- Born: Los Angeles, California, U.S.
- Occupation: Actress
- Years active: 1989–1998

= Kimberly Cullum =

American former child actress

Kimberly Cullum is an American former child actress, who had many film and television roles during the 1990s.

==Biography==
Born in Los Angeles, California, Cullum is the daughter of cartoonist Leo Cullum, whose work regularly appeared in The New Yorker magazine. Her younger sister Kaitlin Cullum is also a former child actress.

==Career==
Cullum began acting professionally at the age of seven, when she starred in the 1989 made-for-TV movie The Revenge of Al Capone, starring Keith Carradine. Among her other credits are appearances on The Fresh Prince of Bel-Air, Empty Nest (in the episode "Read All About It"), VR.5 (with Louise Fletcher), Quantum Leap (1992), Star Trek: The Next Generation (1994), the 1994 TV movie Long Shadows (with Matt Frewer), and the 1994 films Monkey Trouble (with Thora Birch and Christopher McDonald) and Maverick (with Mel Gibson, Jodie Foster, and James Garner).

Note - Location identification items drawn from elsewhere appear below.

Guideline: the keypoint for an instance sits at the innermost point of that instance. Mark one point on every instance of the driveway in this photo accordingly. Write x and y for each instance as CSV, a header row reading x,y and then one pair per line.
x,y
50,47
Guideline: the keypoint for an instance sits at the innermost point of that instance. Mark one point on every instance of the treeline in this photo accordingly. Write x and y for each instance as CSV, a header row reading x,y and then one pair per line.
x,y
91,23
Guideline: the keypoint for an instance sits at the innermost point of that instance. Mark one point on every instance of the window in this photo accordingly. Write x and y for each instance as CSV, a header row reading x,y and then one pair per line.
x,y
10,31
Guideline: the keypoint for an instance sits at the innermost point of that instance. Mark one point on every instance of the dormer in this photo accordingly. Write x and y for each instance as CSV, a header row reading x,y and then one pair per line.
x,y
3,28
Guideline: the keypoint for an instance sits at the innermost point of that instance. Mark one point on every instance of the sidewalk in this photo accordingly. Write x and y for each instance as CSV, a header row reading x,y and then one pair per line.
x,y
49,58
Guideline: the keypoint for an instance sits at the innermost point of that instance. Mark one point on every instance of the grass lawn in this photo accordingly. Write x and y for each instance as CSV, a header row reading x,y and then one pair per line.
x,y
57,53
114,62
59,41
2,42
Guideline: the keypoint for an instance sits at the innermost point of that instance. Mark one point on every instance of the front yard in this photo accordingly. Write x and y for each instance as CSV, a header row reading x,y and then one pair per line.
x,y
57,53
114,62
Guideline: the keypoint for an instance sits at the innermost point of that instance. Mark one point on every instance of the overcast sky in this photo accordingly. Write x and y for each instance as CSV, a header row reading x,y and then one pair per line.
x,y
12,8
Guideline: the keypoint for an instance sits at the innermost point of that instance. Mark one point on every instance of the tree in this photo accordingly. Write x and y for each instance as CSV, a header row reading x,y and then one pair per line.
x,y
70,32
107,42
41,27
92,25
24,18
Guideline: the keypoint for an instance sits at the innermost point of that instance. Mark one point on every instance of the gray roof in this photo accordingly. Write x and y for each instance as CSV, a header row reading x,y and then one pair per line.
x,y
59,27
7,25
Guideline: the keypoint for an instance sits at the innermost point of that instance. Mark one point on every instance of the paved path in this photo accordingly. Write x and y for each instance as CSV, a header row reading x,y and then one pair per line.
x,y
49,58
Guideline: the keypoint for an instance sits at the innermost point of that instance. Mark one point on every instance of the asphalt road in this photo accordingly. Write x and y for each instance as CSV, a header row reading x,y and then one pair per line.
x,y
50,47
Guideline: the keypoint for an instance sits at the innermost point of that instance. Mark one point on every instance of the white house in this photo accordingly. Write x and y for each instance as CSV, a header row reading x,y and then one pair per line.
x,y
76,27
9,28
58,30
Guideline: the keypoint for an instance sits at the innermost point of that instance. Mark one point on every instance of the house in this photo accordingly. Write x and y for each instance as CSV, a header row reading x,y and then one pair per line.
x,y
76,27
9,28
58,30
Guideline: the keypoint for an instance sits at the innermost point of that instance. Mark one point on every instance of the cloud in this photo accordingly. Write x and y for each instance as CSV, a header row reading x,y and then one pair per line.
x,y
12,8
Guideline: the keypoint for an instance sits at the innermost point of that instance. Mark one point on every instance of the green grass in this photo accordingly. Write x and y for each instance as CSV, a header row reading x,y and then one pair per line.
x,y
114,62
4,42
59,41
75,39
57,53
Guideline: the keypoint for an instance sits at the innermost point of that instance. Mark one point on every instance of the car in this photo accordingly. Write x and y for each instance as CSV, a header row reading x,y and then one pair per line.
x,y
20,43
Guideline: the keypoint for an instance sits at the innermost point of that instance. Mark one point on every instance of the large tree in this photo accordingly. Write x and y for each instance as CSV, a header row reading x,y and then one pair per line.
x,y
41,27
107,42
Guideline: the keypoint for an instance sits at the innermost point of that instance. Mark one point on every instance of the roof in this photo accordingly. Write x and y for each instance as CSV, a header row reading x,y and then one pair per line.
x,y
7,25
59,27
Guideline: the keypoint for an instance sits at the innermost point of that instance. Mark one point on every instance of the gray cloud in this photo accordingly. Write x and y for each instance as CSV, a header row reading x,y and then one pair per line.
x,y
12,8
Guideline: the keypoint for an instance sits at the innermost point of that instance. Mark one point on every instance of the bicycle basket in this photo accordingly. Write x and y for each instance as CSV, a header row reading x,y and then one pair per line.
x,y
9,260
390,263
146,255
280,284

In 1995, she was a regular on the short-lived series Bless This House. Her sister Kaitlin was a regular on the hit television series Grace Under Fire, on which Kimberly guest-starred twice in 1996–1997.

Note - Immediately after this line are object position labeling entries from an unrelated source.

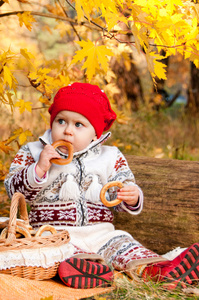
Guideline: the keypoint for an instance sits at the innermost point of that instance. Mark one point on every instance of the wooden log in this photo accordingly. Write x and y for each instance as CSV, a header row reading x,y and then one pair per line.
x,y
170,217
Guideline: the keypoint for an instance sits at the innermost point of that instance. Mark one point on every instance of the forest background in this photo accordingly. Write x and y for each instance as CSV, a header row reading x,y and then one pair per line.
x,y
143,54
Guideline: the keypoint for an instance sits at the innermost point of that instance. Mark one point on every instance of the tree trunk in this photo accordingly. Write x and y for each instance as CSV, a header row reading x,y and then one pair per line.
x,y
170,217
193,93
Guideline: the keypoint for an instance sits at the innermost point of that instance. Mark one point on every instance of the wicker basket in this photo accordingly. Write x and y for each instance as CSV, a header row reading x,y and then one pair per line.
x,y
31,242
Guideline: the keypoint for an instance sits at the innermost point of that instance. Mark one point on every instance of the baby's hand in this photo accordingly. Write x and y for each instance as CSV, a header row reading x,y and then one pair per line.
x,y
128,194
44,163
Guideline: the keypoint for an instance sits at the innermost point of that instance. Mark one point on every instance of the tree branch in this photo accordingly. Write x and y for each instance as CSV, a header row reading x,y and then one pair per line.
x,y
72,25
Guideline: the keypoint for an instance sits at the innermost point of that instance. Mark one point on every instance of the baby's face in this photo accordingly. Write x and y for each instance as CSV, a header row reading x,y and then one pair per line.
x,y
73,128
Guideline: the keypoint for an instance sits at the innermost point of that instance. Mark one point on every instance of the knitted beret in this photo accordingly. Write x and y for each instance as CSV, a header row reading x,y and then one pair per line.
x,y
87,100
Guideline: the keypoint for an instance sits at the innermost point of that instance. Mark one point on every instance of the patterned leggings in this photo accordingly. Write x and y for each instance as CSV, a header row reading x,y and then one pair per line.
x,y
120,251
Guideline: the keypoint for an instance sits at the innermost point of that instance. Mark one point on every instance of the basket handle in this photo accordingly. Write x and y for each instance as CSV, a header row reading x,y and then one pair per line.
x,y
18,201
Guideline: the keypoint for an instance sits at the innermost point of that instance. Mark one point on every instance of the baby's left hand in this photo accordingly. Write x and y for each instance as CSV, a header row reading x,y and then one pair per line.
x,y
128,194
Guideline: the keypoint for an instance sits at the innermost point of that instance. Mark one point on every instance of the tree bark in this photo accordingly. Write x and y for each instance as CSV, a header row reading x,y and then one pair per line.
x,y
193,93
170,217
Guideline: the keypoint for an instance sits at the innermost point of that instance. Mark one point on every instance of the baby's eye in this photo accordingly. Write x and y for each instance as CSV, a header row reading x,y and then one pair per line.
x,y
78,124
61,121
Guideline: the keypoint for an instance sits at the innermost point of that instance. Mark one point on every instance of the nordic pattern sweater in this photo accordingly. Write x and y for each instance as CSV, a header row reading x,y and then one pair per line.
x,y
68,195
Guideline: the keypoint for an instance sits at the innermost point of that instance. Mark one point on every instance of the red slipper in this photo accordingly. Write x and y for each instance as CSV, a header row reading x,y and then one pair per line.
x,y
83,274
187,271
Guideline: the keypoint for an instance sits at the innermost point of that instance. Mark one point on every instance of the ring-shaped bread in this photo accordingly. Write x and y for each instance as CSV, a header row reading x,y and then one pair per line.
x,y
45,228
63,161
104,190
19,229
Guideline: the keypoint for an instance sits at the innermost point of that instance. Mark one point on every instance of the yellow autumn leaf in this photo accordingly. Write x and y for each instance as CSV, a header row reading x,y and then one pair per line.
x,y
94,56
5,148
23,105
23,136
156,68
45,119
9,77
28,55
27,19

Cullum has not acted since her Young Artist Award-nominated appearance on Nothing Sacred in 1998.

===Awards===
She has amassed a number of Young Artist Award nominations for her roles in a 1991 TV movie The Sitter, the 1991 film The Rapture, and the 1992 TV movie Grave Secrets: The Legacy of Hilltop Drive. She was also nominated for a YA Award for her performance as Gia in the Star Trek: The Next Generation episode "Thine Own Self".

Of her eight Young Artist Award nominations, she has won two: her first was for her work in a three-episode arc on Quantum Leap, starring Scott Bakula and Dean Stockwell. She won her second YA Award for her appearances on the sitcom Home Improvement, playing Michelle, the girlfriend of Randy Taylor.